Роберт с удивлением заметил, что редактор «Берлинер цайтунг» старательно записывает выступление Вассермана, и при этом лицо у него такое, будто он слышит здесь нечто сенсационное — хоть завтра же на газетную полосу.
Знаменитый писатель говорил теперь о ценах на молоко в двадцатых годах, и все знали, что за этим последует сокрушение по поводу широкого распространения гомосексуализма, а затем история про Брехта — Вассерман якобы сказал однажды Брехту: «Налево шагаем, господин Брехт? Как наша левая нога захочет?», что очень задело Брехта и заставило его в конце концов обратиться к марксизму; вслед за этим пойдет рассказ о встрече с женщиной, у которой волосы были как белесый туман — пусть-ка молодежь представит себе это; а затем история про Романское кафе{45} и заявление о давно назревшей необходимости со всей резкостью поставить вопрос: неужели правительство в самом деле считает, что из немецкой литературы снова получится какой-нибудь толк, если у писателей нет столь важного в творческом отношении места для общения?
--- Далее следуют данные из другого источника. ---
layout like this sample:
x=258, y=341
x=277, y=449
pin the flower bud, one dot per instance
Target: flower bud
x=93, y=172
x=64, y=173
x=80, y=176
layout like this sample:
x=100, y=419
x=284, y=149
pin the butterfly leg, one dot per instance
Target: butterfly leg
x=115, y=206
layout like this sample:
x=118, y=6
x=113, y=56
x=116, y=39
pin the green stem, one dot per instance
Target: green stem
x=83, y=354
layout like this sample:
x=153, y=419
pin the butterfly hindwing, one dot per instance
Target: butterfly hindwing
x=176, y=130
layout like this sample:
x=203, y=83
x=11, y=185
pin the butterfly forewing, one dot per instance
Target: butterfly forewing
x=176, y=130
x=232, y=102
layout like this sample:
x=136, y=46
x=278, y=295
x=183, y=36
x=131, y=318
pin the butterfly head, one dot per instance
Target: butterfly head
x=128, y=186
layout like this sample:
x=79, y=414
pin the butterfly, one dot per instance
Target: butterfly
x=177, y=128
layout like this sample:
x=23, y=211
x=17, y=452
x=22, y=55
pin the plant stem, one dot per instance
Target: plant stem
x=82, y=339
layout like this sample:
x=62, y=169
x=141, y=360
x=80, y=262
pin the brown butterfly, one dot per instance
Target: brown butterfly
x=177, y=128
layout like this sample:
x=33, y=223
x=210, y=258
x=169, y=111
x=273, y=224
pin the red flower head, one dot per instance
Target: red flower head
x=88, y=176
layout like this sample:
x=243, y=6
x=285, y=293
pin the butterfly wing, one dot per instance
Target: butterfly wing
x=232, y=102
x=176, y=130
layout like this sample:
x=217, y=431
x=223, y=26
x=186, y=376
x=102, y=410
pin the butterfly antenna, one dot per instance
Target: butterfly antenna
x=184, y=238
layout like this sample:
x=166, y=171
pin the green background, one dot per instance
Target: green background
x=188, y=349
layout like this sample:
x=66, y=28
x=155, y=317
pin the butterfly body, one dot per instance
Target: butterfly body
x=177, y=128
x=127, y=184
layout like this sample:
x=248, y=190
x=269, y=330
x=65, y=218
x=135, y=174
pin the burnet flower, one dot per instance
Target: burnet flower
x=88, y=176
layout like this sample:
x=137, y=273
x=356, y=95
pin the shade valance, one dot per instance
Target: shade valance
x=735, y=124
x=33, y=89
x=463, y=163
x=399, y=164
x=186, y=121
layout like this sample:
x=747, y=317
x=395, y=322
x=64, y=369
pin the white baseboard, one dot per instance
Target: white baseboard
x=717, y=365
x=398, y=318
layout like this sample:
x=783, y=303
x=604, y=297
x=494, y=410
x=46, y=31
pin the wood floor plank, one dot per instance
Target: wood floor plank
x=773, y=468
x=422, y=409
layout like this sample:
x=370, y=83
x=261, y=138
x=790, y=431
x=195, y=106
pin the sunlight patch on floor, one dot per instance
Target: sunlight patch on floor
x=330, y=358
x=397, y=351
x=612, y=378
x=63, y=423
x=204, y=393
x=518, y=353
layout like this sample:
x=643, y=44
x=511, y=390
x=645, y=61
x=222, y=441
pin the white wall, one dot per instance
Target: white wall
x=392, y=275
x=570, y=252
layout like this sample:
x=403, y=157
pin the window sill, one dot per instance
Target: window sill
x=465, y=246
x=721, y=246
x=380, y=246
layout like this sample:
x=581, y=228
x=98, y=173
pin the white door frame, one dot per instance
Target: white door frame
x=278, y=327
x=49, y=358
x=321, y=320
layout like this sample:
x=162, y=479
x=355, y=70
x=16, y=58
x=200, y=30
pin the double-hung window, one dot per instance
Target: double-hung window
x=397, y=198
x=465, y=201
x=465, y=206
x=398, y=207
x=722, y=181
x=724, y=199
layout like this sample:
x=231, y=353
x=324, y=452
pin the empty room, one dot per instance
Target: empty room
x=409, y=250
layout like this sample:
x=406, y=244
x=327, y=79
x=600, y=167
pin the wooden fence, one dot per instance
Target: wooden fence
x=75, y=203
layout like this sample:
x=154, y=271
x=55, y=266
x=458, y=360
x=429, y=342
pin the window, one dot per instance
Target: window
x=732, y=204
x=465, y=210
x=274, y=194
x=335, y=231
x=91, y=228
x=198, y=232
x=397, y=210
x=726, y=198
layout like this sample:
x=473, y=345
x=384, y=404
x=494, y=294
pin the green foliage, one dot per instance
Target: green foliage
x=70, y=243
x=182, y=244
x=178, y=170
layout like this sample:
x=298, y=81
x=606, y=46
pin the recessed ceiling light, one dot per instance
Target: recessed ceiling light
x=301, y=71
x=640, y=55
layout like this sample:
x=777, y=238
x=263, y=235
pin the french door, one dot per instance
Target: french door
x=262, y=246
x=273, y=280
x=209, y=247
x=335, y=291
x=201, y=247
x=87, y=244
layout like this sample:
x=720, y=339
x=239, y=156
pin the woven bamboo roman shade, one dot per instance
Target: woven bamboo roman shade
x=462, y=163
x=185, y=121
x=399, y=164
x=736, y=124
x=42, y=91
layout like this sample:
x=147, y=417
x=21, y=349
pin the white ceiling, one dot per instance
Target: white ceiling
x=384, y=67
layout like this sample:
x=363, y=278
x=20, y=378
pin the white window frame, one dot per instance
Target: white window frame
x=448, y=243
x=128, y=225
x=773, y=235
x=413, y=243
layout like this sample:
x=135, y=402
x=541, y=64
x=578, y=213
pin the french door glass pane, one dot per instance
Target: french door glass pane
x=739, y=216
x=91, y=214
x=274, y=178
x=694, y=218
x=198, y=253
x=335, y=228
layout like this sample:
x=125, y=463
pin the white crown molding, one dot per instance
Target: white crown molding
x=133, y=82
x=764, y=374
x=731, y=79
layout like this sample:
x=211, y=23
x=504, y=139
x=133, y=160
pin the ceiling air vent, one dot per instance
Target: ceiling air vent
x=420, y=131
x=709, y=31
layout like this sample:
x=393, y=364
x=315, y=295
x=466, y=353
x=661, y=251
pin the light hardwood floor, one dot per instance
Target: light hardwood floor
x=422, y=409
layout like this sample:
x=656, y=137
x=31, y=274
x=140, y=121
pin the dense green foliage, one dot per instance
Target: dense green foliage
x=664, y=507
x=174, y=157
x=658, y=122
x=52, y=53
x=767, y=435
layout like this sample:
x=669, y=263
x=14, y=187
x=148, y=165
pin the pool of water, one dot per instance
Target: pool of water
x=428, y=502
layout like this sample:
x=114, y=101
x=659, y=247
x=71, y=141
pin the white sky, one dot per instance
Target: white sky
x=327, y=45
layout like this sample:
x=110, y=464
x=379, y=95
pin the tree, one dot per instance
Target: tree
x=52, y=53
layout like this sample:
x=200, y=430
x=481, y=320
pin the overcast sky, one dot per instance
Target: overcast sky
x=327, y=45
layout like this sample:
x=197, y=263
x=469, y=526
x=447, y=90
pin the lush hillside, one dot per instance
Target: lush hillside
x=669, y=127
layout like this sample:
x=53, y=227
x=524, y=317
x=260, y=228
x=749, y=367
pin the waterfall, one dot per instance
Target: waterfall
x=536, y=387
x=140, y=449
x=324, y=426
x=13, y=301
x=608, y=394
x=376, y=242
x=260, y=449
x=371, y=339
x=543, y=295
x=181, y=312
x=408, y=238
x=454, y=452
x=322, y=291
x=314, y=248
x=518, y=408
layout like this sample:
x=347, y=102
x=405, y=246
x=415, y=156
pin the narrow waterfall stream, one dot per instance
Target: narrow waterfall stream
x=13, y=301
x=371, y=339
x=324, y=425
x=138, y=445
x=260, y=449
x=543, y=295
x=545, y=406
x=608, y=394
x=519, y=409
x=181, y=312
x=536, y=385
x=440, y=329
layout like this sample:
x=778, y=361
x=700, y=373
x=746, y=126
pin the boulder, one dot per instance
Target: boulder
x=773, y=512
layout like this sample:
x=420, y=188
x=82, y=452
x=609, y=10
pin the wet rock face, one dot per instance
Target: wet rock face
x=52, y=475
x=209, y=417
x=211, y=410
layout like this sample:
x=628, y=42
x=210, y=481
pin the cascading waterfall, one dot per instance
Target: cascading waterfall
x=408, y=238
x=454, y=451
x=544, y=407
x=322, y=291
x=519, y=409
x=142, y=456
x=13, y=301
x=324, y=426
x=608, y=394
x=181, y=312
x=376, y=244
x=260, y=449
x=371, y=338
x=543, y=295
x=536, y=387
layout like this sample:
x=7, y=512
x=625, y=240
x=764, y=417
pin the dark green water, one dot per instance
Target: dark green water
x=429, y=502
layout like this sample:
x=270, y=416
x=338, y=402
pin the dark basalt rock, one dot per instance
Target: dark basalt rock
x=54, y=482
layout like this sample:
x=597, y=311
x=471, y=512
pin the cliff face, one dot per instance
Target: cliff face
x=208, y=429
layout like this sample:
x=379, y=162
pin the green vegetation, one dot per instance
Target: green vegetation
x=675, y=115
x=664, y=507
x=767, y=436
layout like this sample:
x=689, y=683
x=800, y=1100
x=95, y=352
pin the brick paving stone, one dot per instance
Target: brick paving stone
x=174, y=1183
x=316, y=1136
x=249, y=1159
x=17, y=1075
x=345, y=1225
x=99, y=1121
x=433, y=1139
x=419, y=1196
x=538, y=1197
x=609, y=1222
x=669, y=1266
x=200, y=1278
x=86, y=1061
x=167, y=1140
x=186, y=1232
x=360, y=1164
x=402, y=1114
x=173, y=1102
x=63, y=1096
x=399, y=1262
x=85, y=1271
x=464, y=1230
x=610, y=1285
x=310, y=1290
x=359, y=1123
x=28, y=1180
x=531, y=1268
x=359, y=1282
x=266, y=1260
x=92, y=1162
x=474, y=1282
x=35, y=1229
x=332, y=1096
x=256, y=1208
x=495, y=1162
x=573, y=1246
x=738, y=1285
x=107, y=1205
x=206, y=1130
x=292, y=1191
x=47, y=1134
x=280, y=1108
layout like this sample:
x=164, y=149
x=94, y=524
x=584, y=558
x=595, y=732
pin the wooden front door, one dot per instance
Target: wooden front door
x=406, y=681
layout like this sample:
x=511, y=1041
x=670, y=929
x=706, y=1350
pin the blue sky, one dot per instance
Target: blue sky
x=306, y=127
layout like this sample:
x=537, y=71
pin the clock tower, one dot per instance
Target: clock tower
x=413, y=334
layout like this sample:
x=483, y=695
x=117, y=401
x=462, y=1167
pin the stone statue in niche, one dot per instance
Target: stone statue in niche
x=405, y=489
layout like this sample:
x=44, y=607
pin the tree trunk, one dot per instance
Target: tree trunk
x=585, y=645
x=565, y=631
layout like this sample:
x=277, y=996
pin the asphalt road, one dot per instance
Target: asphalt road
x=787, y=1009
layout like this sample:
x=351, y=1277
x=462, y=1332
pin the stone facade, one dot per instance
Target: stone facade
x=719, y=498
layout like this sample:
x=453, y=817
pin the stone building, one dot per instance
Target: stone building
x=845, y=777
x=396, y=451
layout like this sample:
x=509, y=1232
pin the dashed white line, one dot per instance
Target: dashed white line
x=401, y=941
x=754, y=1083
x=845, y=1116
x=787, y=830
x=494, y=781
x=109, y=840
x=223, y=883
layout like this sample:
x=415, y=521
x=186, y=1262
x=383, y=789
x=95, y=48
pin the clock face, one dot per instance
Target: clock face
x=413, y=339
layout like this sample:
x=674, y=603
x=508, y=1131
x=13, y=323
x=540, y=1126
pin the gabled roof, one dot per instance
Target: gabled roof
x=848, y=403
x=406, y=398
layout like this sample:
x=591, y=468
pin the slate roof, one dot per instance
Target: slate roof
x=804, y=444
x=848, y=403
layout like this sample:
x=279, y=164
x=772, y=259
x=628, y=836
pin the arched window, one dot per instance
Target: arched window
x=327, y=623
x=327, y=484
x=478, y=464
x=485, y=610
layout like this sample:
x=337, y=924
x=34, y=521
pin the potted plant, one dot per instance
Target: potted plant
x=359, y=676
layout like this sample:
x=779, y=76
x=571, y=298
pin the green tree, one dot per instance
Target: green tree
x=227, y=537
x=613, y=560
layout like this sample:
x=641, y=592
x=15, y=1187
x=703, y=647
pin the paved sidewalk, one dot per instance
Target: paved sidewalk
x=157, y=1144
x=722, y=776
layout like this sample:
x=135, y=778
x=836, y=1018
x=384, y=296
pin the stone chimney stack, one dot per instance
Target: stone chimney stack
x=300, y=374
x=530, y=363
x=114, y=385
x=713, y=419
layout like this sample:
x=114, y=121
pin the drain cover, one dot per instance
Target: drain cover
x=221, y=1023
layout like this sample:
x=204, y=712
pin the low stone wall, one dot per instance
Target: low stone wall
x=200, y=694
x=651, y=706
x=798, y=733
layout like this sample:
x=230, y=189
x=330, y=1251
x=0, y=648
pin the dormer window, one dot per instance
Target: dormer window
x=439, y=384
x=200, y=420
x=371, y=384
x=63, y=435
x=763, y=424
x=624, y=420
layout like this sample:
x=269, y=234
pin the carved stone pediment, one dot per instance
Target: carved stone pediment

Все это могло бы быть интересно и весело, если бы не было уже напечатано в книге воспоминаний Вассермана «Пульс бьется у горла». Книга эта вышла пять лет тому назад и начиналась словами: «Когда я решил написать мой ставший впоследствии широко известным роман „Короны пали, деньги — пыль“, цены на молоко были очень высоки, гомосексуализм получил широчайшее распространение, Брехт был сильно переоцененным публикой горланом, а Медуза Горгона снова таращила свои древние злобные глаза. Необходим был вскрик, и этот вскрик издал я».
Редактор «Берлинер цайтунг» был не единственный в зале, как отметил Роберт, кто водил пером по бумаге; оба сценариста за соседним столиком тоже время от времени делали какие-то пометки: они играли в «крестики и нолики», а сидевший вместе с ними поэт, один из последних представителей школы рифмованного стиха, углубился в разрисовывание фотографии модной певицы, помещенной на обложке иллюстрированного журнала — он уже успел снабдить ее довольно внушительными усами.
Профессор Вассерман закончил краткое обозрение своей книги мемуаров, и секретарь союза Брайзель, почтительно поблагодарив его за весьма ценное выступление в этой дискуссии, заявил, что, как ему лично кажется, следует теперь в заключение…
Это было словно сигналом для драматурга Тинклер-Билля. Он встал со своего места и крикнул:
— Минуточку! Кое-кто скажет, что тут уже говорилось достаточно много, другие скажут, что еще ничего почти не было сказано. Верно? Пусть этот вопрос каждый решает сам для себя. Для одних всегда все сказано, для других — никогда ничего. Верно? Я лично никому не хочу подсказывать, что ему думать. Это было бы неверно. Правильно? Правильно. Одному нравится то, другому это. Но все-таки это неверно. Разве не так? Так. Один говорит: «Мне нравится мир», другой: «Мне нравится война». Ну, предположим, что это две точки зрения. Точка зрения всегда есть точка зрения. Но всякая ли точка зрения — точка зрения? Думаю, что нет. Одна точка зрения такая, другая — другая. Верно? Верно. Надо же различать. Надо? Надо.